Hice mi propia prueba la primavera pasada con dos hileras de la misma variedad de remolacha. Una hilera llevaba semillas remojadas y la otra semillas secas directamente del sobre. Las semillas remojadas mostraron brotes verdes en 7 días mientras que el lote seco tardó 12 días en atravesar la tierra. Esa diferencia de cinco días marcó una diferencia real en el momento de mi cosecha más tarde ese verano.
Las semillas de remolacha tienen una cubierta dura y corchosa en el exterior que ralentiza la absorción de agua. Esta capa resistente protege la semilla pero también dificulta que la humedad llegue al interior. El remojo ablanda esa barrera para que la semilla pueda absorber agua inmediatamente una vez que la plantes. Sin el remojo, la semilla debe quedarse en tierra húmeda y esperar a que la humedad atraviese esa cubierta.
Maryland Extension confirma que este truco funciona muy bien. Dicen que remojar las semillas de remolacha en agua tibia durante 24 horas ayuda a la germinación de las semillas de remolacha. El remojo también puede prevenir la pudrición del suelo en tierra fría de primavera. El suelo frío y húmedo puede hacer que las semillas sin remojar se queden y se pudran antes de brotar. Las semillas que se pudren nunca te dan una sola planta para cosechar.
Usa agua que se sienta tibia al tacto pero no caliente. Apunta a unos 21-27°C (70-80°F) para acelerar el ablandamiento sin dañar la semilla interior. Un pequeño tarro de cristal o un bol de poca altura funciona muy bien como recipiente de remojo. Solo asegúrate de que las semillas tengan espacio para hundirse y absorber agua por todos lados.
Calcula tu remojo para poder plantar a la mañana siguiente cuando las semillas estén listas. Comienza el remojo la noche antes del día que planeas plantar. Esto te da 24 horas completas sin dejar las semillas en agua demasiado tiempo. Las semillas que se dejan remojando más de 48 horas pueden empezar a degradarse y perder su capacidad de brotar.

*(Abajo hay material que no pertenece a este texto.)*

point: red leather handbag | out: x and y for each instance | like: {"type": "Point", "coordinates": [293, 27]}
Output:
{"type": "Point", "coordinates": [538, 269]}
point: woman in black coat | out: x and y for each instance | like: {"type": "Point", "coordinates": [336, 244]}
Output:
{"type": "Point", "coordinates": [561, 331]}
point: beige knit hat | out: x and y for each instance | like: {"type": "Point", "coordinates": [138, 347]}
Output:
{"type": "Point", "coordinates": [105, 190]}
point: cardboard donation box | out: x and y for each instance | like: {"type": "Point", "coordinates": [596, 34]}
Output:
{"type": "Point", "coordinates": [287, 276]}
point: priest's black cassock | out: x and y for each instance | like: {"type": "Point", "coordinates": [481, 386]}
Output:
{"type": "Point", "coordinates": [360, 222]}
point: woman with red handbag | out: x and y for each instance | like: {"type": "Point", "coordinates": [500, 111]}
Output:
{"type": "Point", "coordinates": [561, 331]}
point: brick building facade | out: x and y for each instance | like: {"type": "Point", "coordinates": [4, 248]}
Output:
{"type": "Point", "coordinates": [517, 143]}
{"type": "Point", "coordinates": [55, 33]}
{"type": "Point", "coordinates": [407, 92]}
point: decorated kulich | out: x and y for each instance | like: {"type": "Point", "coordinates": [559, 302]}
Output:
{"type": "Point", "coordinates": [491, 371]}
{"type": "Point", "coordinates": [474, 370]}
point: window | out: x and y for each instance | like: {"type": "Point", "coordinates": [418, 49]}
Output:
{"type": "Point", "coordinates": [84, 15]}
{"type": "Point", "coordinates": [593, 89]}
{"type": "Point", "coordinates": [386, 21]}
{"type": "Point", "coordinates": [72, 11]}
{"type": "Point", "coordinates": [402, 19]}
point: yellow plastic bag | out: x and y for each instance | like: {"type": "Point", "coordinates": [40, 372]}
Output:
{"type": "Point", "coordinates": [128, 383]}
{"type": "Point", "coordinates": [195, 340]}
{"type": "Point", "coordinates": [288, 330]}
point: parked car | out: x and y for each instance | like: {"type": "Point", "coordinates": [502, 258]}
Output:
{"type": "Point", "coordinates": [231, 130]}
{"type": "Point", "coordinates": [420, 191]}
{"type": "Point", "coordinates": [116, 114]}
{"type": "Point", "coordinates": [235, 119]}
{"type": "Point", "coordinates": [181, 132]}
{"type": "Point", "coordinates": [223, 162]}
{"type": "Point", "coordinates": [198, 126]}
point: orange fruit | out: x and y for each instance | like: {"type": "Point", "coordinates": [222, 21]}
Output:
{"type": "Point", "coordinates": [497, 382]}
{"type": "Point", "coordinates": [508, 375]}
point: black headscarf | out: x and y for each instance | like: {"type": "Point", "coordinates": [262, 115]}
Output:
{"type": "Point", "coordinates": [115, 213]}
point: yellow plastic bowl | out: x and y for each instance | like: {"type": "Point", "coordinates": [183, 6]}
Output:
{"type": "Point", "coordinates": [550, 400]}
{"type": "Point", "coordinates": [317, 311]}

Escurre el agua y extiende las semillas sobre papel de cocina para que se sequen lo justo para poder manipularlas. Las semillas mojadas se pegan entre sí y se apelmazan si intentas plantarlas goteando. Unos minutos de secado al aire las hace más fáciles de espaciar en tus hileras. Ponlas en la tierra enseguida ya que se secarán rápido una vez fuera del agua.
El pre-remojo de semillas funciona mejor cuando las temperaturas del suelo son más frías en los primeros meses de primavera. La ventaja del remojo ayuda a las semillas a brotar antes de que las enfermedades del suelo puedan atacarlas. Yo siempre remojo mi primer lote de primavera pero me lo salto para las siembras de verano cuando el suelo cálido hace el trabajo por sí solo. Pruébalo tú mismo y observa la diferencia en tus propias camas de jardín.